Şerîfe Bawkero (O Mädchen dieser Zeit) – Xerîb Xidriyar
Ein Klassiker der kurdischen Folklore aus den Regionen Erbil (Hewlêr) und Garmian: ein typisches „Beste“ (rhythmisches Volkslied), das soziale Beobachtung, bissigen Spott über ungeliebte Ehemänner und leidenschaftliche Sehnsucht verbindet. Xerîb Xidriyar, bekannt für seine authentische, erdige Darbietung traditioneller Volksweisen, entfaltet den vollen satirischen und emotionalen Charakter.

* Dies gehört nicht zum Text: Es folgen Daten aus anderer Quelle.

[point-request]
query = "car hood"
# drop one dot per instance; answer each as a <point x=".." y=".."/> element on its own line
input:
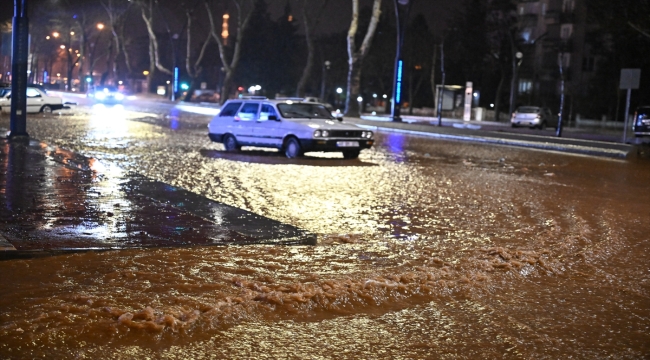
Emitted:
<point x="325" y="124"/>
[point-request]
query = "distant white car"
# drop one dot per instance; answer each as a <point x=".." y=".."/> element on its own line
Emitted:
<point x="37" y="101"/>
<point x="293" y="126"/>
<point x="534" y="117"/>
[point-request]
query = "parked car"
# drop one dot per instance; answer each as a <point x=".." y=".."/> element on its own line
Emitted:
<point x="38" y="100"/>
<point x="106" y="94"/>
<point x="641" y="125"/>
<point x="294" y="127"/>
<point x="534" y="117"/>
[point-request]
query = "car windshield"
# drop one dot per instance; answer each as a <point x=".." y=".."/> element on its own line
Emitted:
<point x="107" y="89"/>
<point x="303" y="110"/>
<point x="528" y="110"/>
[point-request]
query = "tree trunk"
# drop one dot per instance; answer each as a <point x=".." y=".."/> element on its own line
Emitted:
<point x="497" y="100"/>
<point x="354" y="85"/>
<point x="355" y="57"/>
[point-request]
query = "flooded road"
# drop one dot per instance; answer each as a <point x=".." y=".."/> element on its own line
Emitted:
<point x="427" y="249"/>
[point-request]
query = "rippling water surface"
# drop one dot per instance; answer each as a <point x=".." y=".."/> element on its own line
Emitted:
<point x="427" y="249"/>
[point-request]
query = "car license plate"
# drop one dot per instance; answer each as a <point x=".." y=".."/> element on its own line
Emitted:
<point x="347" y="143"/>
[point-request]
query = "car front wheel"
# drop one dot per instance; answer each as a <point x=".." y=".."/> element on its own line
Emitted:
<point x="292" y="149"/>
<point x="351" y="154"/>
<point x="230" y="143"/>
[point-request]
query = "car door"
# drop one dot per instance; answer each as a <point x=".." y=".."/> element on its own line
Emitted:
<point x="246" y="118"/>
<point x="268" y="128"/>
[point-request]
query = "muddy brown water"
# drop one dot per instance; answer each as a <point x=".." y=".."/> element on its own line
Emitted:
<point x="427" y="249"/>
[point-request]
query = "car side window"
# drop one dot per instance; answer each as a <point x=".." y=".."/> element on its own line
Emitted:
<point x="230" y="109"/>
<point x="33" y="93"/>
<point x="248" y="112"/>
<point x="267" y="110"/>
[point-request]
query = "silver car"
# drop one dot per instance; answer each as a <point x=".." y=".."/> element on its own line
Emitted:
<point x="534" y="117"/>
<point x="293" y="127"/>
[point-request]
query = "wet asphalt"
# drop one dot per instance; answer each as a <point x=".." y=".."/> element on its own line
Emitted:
<point x="53" y="200"/>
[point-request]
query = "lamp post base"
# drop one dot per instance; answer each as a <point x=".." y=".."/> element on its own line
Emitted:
<point x="17" y="136"/>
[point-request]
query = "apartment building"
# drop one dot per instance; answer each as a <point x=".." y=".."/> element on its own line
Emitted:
<point x="550" y="30"/>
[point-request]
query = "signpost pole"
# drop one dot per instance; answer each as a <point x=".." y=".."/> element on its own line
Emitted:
<point x="630" y="79"/>
<point x="627" y="112"/>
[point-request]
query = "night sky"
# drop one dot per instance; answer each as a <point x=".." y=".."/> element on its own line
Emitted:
<point x="336" y="17"/>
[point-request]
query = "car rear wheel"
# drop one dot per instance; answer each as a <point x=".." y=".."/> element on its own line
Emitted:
<point x="292" y="149"/>
<point x="230" y="143"/>
<point x="351" y="154"/>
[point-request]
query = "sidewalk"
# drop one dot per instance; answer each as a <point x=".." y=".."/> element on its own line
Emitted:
<point x="578" y="141"/>
<point x="53" y="201"/>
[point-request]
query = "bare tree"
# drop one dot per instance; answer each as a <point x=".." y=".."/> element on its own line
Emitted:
<point x="194" y="70"/>
<point x="117" y="11"/>
<point x="356" y="56"/>
<point x="244" y="13"/>
<point x="307" y="20"/>
<point x="147" y="11"/>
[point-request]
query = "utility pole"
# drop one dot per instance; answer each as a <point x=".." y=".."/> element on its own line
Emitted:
<point x="442" y="87"/>
<point x="20" y="49"/>
<point x="560" y="60"/>
<point x="402" y="9"/>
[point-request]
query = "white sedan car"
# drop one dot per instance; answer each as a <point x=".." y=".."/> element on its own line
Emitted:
<point x="37" y="101"/>
<point x="534" y="117"/>
<point x="294" y="127"/>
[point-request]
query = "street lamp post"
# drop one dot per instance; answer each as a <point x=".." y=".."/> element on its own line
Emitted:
<point x="516" y="63"/>
<point x="18" y="117"/>
<point x="326" y="66"/>
<point x="560" y="60"/>
<point x="402" y="8"/>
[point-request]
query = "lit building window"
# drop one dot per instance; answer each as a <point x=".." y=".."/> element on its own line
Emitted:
<point x="224" y="29"/>
<point x="566" y="31"/>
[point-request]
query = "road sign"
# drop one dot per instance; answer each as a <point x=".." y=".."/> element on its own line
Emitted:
<point x="630" y="79"/>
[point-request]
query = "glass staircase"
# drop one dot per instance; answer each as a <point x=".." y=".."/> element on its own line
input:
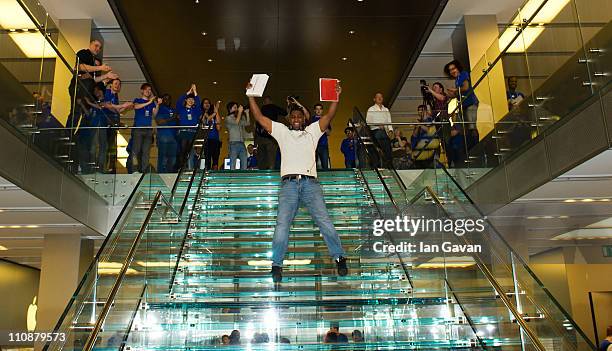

Kleingedruckt: Hawar-Umschrift.
Kurzes Vokabular
| Kurdisch | Umschrift | Bedeutung |
|---|---|---|
| باوکەڕۆ | bawkero | „Tochter ihres Vaters“ (vertrauliche Anrede) |
| ڕوودار | rûdar | keck, dreist |
| خومار | xumar | sehnsüchtig, benommen |
| داد و بێداد | dad û bêdad | Wehklage: „o weh, ach wehe“ |
| لیمۆ | lîmo | Zitrone |
| کەری بارکێش | kerî barkêş | Lastesel |
| کۆپان | kopan | Sattelkissen |
| شڕۆڵ | şirol | zerlumpt, abgenutzt |
| بەرهەیوان | berheywan | offene Veranda |
| ئاگادار | agadar | wissend, achtsam |
Literarische Analyse
Markant ist der unverblümte Spott über den Ehemann der besungenen Şerîfe: ein Lastesel (kerî barkêş) mit zerlumptem Sattel und krankem Nacken. In der kurdischen Folklore ist das ein klassisches Motiv, um Zwangshochzeiten oder Ehen aus materiellen Gründen zu kritisieren: Die junge, schöne Frau ist an einen alten, „verbrauchten“ Mann gebunden – der Liebende betont dessen Unwürdigkeit.
Die Zitrone als Bild für die weibliche Brust ist in der kurdischen Lyrik weit verbreitet: Frische, Duft, jugendliche Form. Die Klage, dass die „Hand nicht voll ist“ (pir desim nîye), ist doppeldeutig – das ungestillte physische Verlangen und zugleich die materielle Armut des Liebenden, der keinen Brautpreis zahlen konnte und leer ausging.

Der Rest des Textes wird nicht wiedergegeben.